Siloed business structures also mean teams using operating systems and technology from different vendors that may be incompatible with each other, yet further inhibiting collaboration. This creates a knock-on effect for company decision-makers because reports they receive will be based on data often disconnected, and hard to work with.

Unifying this reporting process would make it far easier for CIOs and CISOs to make well-informed and effective decisions that support the work of the entire organisation and ensure customer satisfaction is being met. These benefits certainly extend to those in the channel community, and vendors, distributors as well as resellers alike stand to gain from a more cohesive IT environment, as administrators make wholesale changes to their infrastructure, as opposed to the small incremental changes that have traditionally been par for the course.

Lending cyber security a helping hand

Beyond proactive working, and well-informed decision-making, a unified approach to IT can lead to cyber security advantages.
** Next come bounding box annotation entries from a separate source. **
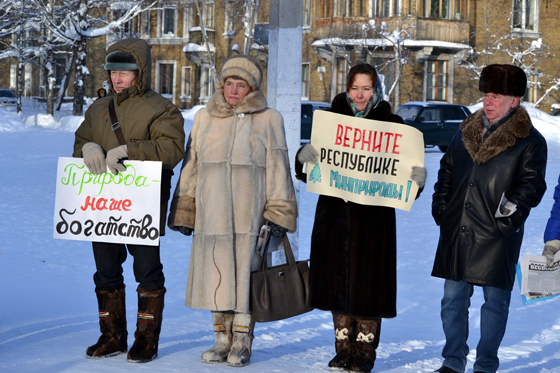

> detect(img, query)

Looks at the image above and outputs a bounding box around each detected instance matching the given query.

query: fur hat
[478,64,527,97]
[105,50,138,71]
[220,54,263,91]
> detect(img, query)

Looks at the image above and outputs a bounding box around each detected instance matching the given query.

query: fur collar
[461,107,533,164]
[206,89,268,118]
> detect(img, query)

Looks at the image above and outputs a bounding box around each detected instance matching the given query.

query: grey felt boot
[227,313,255,367]
[201,312,234,364]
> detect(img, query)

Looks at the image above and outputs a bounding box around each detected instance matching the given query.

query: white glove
[542,240,560,267]
[82,142,107,175]
[298,144,319,163]
[410,166,428,188]
[107,145,128,175]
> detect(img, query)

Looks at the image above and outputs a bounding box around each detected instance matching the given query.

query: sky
[0,100,560,373]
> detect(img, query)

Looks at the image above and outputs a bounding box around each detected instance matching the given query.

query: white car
[0,88,17,106]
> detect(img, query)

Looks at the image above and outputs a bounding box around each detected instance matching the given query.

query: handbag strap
[109,98,126,145]
[261,234,296,271]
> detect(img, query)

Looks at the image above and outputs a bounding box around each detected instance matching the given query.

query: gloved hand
[298,144,319,163]
[269,222,288,237]
[177,227,193,236]
[410,166,428,188]
[542,240,560,267]
[82,142,107,175]
[106,145,128,175]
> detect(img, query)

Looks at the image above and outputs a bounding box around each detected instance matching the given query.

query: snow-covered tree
[0,0,42,113]
[459,12,560,107]
[24,0,155,115]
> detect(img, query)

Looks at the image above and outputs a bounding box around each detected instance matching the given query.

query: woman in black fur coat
[296,63,426,372]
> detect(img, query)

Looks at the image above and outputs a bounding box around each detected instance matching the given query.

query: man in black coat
[432,64,547,373]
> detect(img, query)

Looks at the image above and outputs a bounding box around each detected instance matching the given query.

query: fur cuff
[264,200,297,233]
[167,197,196,231]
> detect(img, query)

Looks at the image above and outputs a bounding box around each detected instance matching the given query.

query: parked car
[0,88,17,106]
[301,101,331,144]
[396,101,471,152]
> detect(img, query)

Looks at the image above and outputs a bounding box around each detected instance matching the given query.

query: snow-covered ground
[0,97,560,373]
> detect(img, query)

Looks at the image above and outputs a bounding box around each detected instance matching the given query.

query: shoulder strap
[109,98,126,145]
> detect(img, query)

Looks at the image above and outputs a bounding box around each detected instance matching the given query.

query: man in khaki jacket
[74,39,185,362]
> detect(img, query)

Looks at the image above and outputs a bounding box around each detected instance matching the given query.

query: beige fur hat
[219,54,263,91]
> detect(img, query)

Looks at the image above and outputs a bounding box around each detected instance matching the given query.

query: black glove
[269,222,288,237]
[177,227,193,236]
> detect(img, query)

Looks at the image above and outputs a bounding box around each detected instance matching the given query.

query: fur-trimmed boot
[127,288,165,363]
[227,313,255,367]
[329,313,356,369]
[86,285,128,358]
[201,311,234,364]
[350,318,381,373]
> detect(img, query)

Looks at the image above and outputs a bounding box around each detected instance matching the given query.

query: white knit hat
[220,54,263,91]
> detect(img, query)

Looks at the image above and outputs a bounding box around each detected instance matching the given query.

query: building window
[426,61,449,101]
[373,58,396,99]
[315,0,331,18]
[426,0,452,19]
[205,3,214,29]
[185,66,191,98]
[225,1,235,36]
[158,63,174,97]
[113,9,139,38]
[183,5,194,38]
[303,0,311,27]
[139,10,151,38]
[523,75,539,102]
[333,0,350,18]
[200,66,214,101]
[335,58,348,93]
[160,8,177,36]
[513,0,539,31]
[371,0,402,17]
[54,57,66,86]
[301,63,310,100]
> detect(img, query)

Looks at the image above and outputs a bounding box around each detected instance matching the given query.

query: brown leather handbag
[251,231,313,322]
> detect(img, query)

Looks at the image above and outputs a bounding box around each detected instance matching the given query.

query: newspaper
[494,193,517,218]
[519,251,560,300]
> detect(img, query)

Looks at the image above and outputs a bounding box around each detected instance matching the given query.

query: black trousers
[93,242,165,290]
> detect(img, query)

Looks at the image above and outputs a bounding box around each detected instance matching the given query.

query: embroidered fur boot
[227,313,255,367]
[127,288,165,363]
[350,319,381,373]
[201,312,234,363]
[329,313,356,369]
[86,285,128,358]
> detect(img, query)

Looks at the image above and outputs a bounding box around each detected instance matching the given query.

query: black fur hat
[478,64,527,97]
[105,50,138,71]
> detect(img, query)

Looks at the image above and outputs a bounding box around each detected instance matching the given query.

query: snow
[0,100,560,373]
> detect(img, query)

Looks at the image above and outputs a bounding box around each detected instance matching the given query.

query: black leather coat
[432,107,547,290]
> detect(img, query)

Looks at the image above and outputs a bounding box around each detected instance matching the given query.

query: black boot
[351,319,381,373]
[127,288,165,363]
[329,313,356,369]
[86,285,128,358]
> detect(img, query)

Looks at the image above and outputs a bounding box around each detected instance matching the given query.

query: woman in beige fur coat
[169,55,297,366]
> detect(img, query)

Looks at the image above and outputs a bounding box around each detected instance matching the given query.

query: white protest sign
[54,157,161,246]
[306,111,424,211]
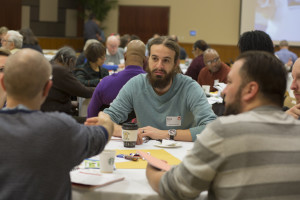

IT and security operations are beginning to work more collaboratively as technological innovations develop and cybercrime continues to evolve.

It’s highly likely that an IT worker, serving as the first port of call for any computer-related issues within a business, will be the first person to spot a breach. It makes total sense for them to work alongside the security department, and contribute their expertise to rectify whatever the problem may be.

This can also bring security and IT teams together to defend against cyber attacks before they even happen. Legacy systems are one of the primary enablers here, for example in the case of WannaCry, which exploited unsupported and unpatched Windows operating systems used across the NHS. While patching was the main security concern, collaboration may have minimised this issue because digital transformation, and the updating of legacy technology, comes under IT’s remit. If these separate teams had communicated better, and worked together to monitor for possible cyber entry points, the effects may have been somewhat mitigated.

Looking to a more unified future

It’s hard enough to account for the actions of your own team, let alone one you aren’t a part of. The answer, when faced with this problem, is to utilise technological advancements, such as AI, that are available to improve and automate communications, and make unified environments easier to achieve. Working towards such an approach to IT can reduce the likelihood of different departments relying on incompatible systems, and could work towards reducing the silos often found in IT, not to mention saving resources by ensuring actions aren’t duplicated between teams.

With time, the siloed nature of IT we are used to will become harder to maintain as companies migrate to the cloud and employees become more flexible and mobile. Collaboration, between companies within the channel, and separate teams, is now a necessary part of business operations. While this is just one step in the right direction, it’ll ensure that businesses are able to utilise valuable resources and give managers the tools to make the most appropriate decisions while considering the actions of the business.